Thursday, September 22, 2011

Really Big Numbers

Factor supports both fixnum (fixed size integers, typically 32- or 64-bit values) and bignum (arbitrarily large integers). Recently, I discovered that Factor did not have support for calculating the logarithm of really big numbers (those larger than 21024).

You can define a simple factorial function:

: factorial ( n -- n! )
    [ 1 ] [ [1,b] product ] if-zero ;

But if you tried to calculate the logarithm of 1000 factorial, it produces the wrong answer.

( scratchpad ) 1000 factorial log .
1/0.

The reason for this is that Factor attempts to convert a bignum into a double-precision floating point number and take the logarithm of that. Unfortunately, the value in this case is too large. What do other languages do in this case?

We could look at Ruby, but it has the same problem as Factor:

>> Math::log((1..1000).inject(:*))
(irb):8: warning: Bignum out of Float range
=> Infinity

However, you can get the right answer in Python:

>>> def factorial(n):
...    r = 1
...    while n > 0:
...        r *= n
...        n -= 1
...    return r
...
>>> math.log(factorial(1000))
5912.128178488163

If you look under the covers, you will see that Python handles this case by calling frexp to split a value into a fraction (x) and a power of two (exp). The original value can be calculated as x*2exp. Using this, the logarithm can be computed as log(x) + log(2) * exp.

After discussing this on #concatenative, Joe Groff and I came up with a solution for this. I'm not going to go over all the details, but if you're curious, you can look at the discussion.

First, we implemented a cross-platform version of frexp:

GENERIC: frexp ( x -- y exp )

M: float frexp
    dup fp-special? [ dup zero? ] unless* [ 0 ] [
        double>bits
        [
            HEX: 800f,ffff,ffff,ffff bitand
            0.5 double>bits bitor bits>double
        ] [ -52 shift HEX: 7ff bitand 1022 - ] bi
    ] if ; inline

M: integer frexp
    [ 0.0 0 ] [
        dup 0 > [ 1 ] [ abs -1 ] if swap dup log2 [
            52 swap - shift HEX: 000f,ffff,ffff,ffff bitand
            0.5 double>bits bitor bits>double
        ] [ 1 + ] bi [ * ] dip
    ] if-zero ; inline

Next, we added support for log and log10 of bignum. If the number can be represented as a float, we continue to process it as before, but if it is larger, we calculate it similar to Python (with some caching of the log(2) and log10(2) values for performance):

: most-negative-finite-float ( -- x )
    HEX: -1.ffff,ffff,ffff,fp1023 >integer ; inline
: most-positive-finite-float ( -- x )
    HEX:  1.ffff,ffff,ffff,fp1023 >integer ; inline

CONSTANT: log-2   HEX: 1.62e42fefa39efp-1
CONSTANT: log10-2 HEX: 1.34413509f79ffp-2

: (representable-as-float?) ( x -- ? )
    most-negative-finite-float
    most-positive-finite-float between? ; inline

: (bignum-log) ( n log-quot: ( x -- y ) log-2 -- log )
    [ dup ] dip '[
        dup (representable-as-float?)
        [ >float @ ] [ frexp [ @ ] [ _ * ] bi* + ] if
    ] call ; inline

M: bignum log [ log ] log-2 (bignum-log) ;

M: bignum log10 [ log10 ] log10-2 (bignum-log) ;

And now, in the listener you can get the answer!

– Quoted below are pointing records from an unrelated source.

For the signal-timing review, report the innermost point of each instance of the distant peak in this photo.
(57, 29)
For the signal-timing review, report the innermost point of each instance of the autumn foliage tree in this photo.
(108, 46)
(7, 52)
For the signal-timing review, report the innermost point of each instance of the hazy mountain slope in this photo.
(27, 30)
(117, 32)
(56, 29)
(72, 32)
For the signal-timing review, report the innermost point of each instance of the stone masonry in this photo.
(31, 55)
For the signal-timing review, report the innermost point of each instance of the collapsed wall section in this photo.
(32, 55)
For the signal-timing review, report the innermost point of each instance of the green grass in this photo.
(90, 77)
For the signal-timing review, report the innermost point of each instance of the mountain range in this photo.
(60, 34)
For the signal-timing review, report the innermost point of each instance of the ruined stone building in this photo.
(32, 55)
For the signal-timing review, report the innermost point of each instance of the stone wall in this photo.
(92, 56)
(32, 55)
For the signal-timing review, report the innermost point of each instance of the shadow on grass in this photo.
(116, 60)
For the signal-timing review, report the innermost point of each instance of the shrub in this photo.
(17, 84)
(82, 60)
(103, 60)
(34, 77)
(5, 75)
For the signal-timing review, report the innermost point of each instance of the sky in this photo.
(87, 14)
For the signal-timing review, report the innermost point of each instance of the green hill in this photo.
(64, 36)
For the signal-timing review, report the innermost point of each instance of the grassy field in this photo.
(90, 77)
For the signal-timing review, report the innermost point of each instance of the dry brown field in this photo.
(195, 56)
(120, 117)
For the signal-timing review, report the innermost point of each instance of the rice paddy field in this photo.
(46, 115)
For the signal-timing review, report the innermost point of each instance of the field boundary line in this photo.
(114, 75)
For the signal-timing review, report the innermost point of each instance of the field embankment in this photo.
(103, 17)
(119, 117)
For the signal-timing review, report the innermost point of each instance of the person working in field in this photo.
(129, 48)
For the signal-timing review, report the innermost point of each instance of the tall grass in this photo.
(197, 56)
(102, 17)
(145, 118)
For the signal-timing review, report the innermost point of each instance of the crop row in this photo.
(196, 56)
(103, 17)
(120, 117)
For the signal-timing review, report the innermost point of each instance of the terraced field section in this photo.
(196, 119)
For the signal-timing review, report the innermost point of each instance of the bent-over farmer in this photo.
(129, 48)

( scratchpad ) 1000 factorial log .
5912.128178488163

This change is now in the Factor repository (if you'd like to update), and will be in the next release.

2 comments:

Xorlev said...

Very cool! Maybe I'll have to put together a patch for Ruby, that's a disappointing shortcoming.

javin paul said...

wow, this looks very promising, Indeed very useful for computation intensive project.